The door was unlocked from the outside, and Prescott came in, tapping his straight stick against his palm, like he was itching to use it. The man was short, wiry, and bad-tempered as a cornered wildcat. Thick hair the color of dirt sprouted from his nostrils, crept up from his open shirt collar, and covered the backs of his hands. His teeth were brownish yellow from the chaw he worked all day long. More than one boy had gotten tobacco juice sprayed in his face when Prescott was mad about something, which was a lot of the time. He looked around to see that everything was in order, then called Stryker to pull the long chain. In a moment, the boys were free from one another, but it wasn't time to stand up—not yet.

Stryker came in. He was bigger and heavier than Prescott, with hair the color of coal. His right eye was blue, the left, milky white, the blind orb covered by some kind of thick film. Of the two men, Stryker was less vicious, the way a bigger dog is often calmer than the smaller one that's always trying to prove something by its constant growling and snapping. But Stryker could be dangerous, too.

“On yo' feet,” Jess said.

Everyone lined up, backs straight, eyes on the dirt floor. The boys who slept with their caps on took them off now.

“Mornin', boys,” Stryker said.

“Mornin', Mr. Stryker, sir!”

“How'd y'all sleep?”

“Fine, sir. Thank you, sir.”

Prescott made his way down the line and came to a stop in front of Billy. “God damn! You done peed yourself last night, ain't you? Yer pants is soaked. Phew! Can you smell yerself, boy?”

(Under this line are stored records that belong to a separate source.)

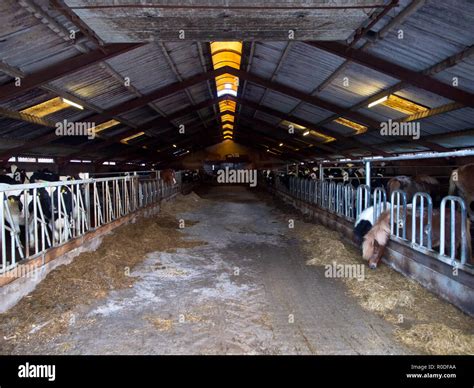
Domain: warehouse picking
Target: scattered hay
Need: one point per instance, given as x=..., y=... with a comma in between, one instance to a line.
x=183, y=203
x=424, y=321
x=160, y=323
x=437, y=338
x=389, y=300
x=48, y=311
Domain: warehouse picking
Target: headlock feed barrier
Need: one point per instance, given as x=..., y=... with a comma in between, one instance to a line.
x=38, y=216
x=345, y=201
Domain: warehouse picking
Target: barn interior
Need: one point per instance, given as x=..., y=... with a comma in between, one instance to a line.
x=116, y=95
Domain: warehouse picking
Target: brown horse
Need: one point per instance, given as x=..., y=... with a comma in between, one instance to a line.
x=168, y=176
x=419, y=183
x=462, y=182
x=377, y=238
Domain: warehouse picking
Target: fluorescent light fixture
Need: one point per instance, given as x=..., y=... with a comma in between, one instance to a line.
x=72, y=103
x=127, y=139
x=107, y=124
x=403, y=105
x=376, y=102
x=23, y=159
x=45, y=160
x=359, y=128
x=224, y=92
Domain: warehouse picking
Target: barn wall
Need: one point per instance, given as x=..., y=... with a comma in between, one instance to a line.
x=13, y=288
x=219, y=151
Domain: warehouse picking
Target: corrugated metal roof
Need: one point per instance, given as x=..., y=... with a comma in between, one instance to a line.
x=434, y=33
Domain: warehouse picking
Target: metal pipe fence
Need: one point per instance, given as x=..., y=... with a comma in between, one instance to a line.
x=348, y=202
x=38, y=216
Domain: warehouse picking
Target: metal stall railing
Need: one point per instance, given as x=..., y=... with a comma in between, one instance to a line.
x=347, y=202
x=38, y=216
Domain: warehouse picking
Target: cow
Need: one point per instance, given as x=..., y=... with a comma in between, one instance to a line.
x=377, y=238
x=461, y=182
x=419, y=183
x=168, y=176
x=364, y=223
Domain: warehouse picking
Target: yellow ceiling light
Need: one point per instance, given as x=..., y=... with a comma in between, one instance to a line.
x=378, y=101
x=46, y=108
x=107, y=124
x=359, y=128
x=72, y=103
x=403, y=105
x=227, y=117
x=288, y=124
x=227, y=105
x=226, y=54
x=127, y=139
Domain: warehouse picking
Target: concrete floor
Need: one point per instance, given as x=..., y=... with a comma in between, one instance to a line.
x=248, y=291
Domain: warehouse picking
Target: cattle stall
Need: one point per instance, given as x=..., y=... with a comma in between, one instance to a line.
x=346, y=201
x=214, y=177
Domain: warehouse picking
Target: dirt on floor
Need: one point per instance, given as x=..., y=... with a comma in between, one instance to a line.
x=423, y=321
x=50, y=309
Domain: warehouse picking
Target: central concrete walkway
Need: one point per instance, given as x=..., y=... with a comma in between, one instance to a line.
x=247, y=290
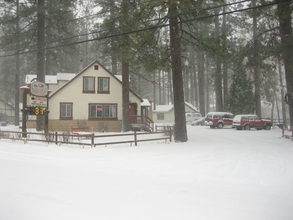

Cy clenched his fist. Prescott was always on the prowl for someone to torment, and the new kid had given him more than enough excuse to have some fun.

Billy didn't look up.

“Answer me when I speak to you! You stink, don't you?”

“Yes, sir,” Billy whispered.

“Just like a baby,” Prescott declared. “See this, Dawson? Little baby Billy done peed hisself last night.”

“What you expect, Onnie? They're just animals. It makes me despair. Yessir, that's what it makes me do: despair. Country give 'em their freedom, and see what happens without the forces of civilization to keep 'em in check? They go back to the animal state in less than one generation. That's what I heard a preacher say: less than one generation.”

Prescott nodded, like he understood what Stryker was saying. He moved away from Billy and stopped in front of Mouse.

Not Mouse too!
Cy thought.
Don't Prescott ever get tired o' playin' God?

“Any critters on you this morning?” Prescott demanded. “Lizard in yer pocket? Little black snake in yer pants?” He laughed at his own bad joke.

Mouse knew to keep his eyes down. “Naw, sir.”

“Aw, come on. You always got
somethin'
hid somewheres. You ain't got even
one
little bug or nothin'? Better tell the truth. If I find out you're lying to me, then—”

Mouse sighed and unbuttoned his jacket pocket. He reached inside and came up with a big black beetle.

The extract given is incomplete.